I know, I know—the only real way to speed up is through extensive training and proper recovery. But I’ve tasted too many weird concoctions promising to reduce soreness or boost energy and slept with too many monitors promising better rest (well, really just one. But it used sensors all night to track my movements. So, too many) to not be excited about a new study, reported by Outside’s Alex Hutchinson.
Want to improve your running economy (essentially, how efficiently your body consumes oxygen) by as much as two percent? Smile while you run.
According to the study, published this September in the Psychology of Sport and Exercise, researchers from Ulster University in Ireland tested the grinning theory with 24 trained runners. They each completed six-minute treadmill sessions at 70 percent of their V02 max (a hard, but not all-out effort) four times. On one block they frowned, another they focused on relaxing their hands and upper body, another they ran normally, and yet another, they smiled. Each did the session in a randomized order.
Fourteen of the participants saw the most improvement in running economy while smiling—up to two percent. That may not seem like much, but it can mean seconds or even minutes slashed off your time during a marathon.

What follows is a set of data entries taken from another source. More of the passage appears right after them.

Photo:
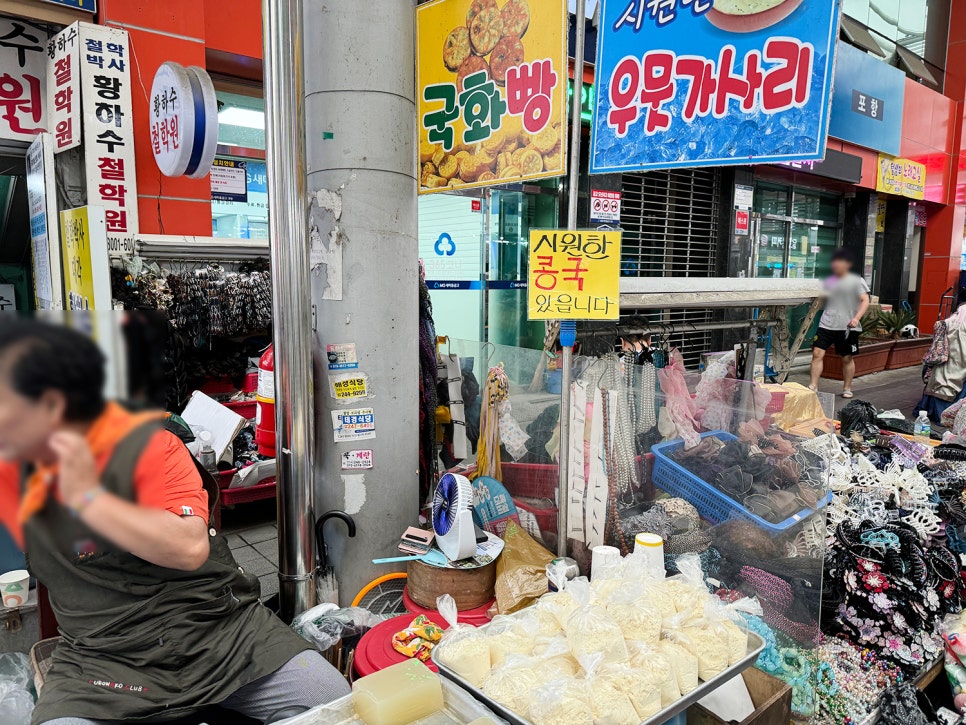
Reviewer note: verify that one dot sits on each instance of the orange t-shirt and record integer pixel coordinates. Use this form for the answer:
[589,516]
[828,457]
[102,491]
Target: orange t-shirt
[165,478]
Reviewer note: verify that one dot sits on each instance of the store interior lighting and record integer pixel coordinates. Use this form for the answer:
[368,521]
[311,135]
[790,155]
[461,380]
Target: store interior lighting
[244,117]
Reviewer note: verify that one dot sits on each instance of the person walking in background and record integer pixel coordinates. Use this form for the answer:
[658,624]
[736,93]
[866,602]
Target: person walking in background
[841,323]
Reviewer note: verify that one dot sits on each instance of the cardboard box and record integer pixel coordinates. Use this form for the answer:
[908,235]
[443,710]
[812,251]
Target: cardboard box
[772,699]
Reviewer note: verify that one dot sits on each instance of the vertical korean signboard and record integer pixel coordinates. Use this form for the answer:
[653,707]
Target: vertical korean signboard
[574,275]
[491,80]
[63,88]
[109,132]
[22,79]
[44,237]
[688,84]
[87,277]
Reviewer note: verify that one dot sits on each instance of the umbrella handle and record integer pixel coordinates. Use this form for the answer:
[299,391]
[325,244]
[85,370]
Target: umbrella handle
[320,533]
[394,559]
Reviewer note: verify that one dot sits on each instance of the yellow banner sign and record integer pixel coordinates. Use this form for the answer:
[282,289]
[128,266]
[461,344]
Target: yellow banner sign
[901,177]
[75,234]
[491,81]
[574,275]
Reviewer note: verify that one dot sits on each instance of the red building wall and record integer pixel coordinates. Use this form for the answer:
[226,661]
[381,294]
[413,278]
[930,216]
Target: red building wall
[187,32]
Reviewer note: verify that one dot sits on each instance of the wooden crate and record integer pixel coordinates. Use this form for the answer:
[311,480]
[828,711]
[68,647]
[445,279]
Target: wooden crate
[772,699]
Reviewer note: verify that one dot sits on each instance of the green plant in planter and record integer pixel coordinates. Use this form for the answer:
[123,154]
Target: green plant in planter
[891,323]
[871,325]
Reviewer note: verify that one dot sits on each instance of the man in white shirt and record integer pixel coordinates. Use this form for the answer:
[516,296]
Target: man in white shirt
[841,323]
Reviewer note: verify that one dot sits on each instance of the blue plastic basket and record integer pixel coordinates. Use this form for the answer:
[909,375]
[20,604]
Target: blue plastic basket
[711,503]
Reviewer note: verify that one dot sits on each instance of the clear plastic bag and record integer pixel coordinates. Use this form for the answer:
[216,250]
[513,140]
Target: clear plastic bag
[15,668]
[611,704]
[651,659]
[511,683]
[683,664]
[16,685]
[638,620]
[506,635]
[591,630]
[463,649]
[325,625]
[16,707]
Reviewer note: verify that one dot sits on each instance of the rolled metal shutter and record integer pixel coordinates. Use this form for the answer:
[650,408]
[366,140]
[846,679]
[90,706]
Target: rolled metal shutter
[670,229]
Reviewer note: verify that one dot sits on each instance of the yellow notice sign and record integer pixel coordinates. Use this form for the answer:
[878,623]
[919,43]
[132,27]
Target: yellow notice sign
[491,83]
[574,275]
[901,177]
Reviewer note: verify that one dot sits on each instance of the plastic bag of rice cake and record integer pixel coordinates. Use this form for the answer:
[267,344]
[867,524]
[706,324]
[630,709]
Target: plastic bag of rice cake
[511,682]
[463,649]
[562,702]
[591,630]
[507,635]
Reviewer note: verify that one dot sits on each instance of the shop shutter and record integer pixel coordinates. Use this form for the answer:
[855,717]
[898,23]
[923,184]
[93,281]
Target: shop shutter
[670,229]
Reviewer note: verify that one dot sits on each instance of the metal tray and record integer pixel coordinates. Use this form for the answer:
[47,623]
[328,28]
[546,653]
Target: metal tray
[755,645]
[460,708]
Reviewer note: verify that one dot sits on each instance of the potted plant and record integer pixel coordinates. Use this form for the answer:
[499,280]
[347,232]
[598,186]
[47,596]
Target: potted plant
[906,352]
[873,354]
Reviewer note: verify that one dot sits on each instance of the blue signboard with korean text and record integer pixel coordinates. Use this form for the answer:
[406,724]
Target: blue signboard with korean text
[867,101]
[695,83]
[88,6]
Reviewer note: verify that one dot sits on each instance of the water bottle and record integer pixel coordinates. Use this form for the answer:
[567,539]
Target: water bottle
[206,456]
[922,428]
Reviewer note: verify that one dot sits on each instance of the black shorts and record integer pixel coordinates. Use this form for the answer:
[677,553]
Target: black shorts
[846,342]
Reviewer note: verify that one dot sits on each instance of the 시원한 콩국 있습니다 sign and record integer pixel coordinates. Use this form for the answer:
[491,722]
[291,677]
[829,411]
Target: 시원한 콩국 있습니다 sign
[491,81]
[574,275]
[701,83]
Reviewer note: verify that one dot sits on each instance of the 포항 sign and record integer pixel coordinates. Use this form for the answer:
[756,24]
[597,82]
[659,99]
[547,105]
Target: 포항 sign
[698,83]
[491,80]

To put the number in perspective, over the past few years Nike has spent millions of dollars developing a $250 shoe, which promises four percent improvement in running economy. So, getting half that that for free seems like a pretty good deal to me. According to Hutchinson, it’s roughly equal to the improvement you would get after spending months doing plyometrics and lifting weights.
Of course, there are some caveats: The placebo effect being one, and according to Hutchinson, even the gender and attractiveness of the researcher being another.
Still, grinning seems effective enough that—whilst pouring cash into the development of the Vaporfly 4%—Nike took notice. During his attempt to break two hours in the marathon earlier this year as part of the shoe conglomerate’s Breaking2 project, Eliud Kipchoge used frequent smiling as a technique to relax, according to reporting by Wired’s Ed Caesar.
If it is good enough for one of the fastest endurance runners in history, and means I don’t even have to spend more time in the gym to see improvements, expect me to grin as wide as I can on my next long run.
It’s a quick fix worth smiling about.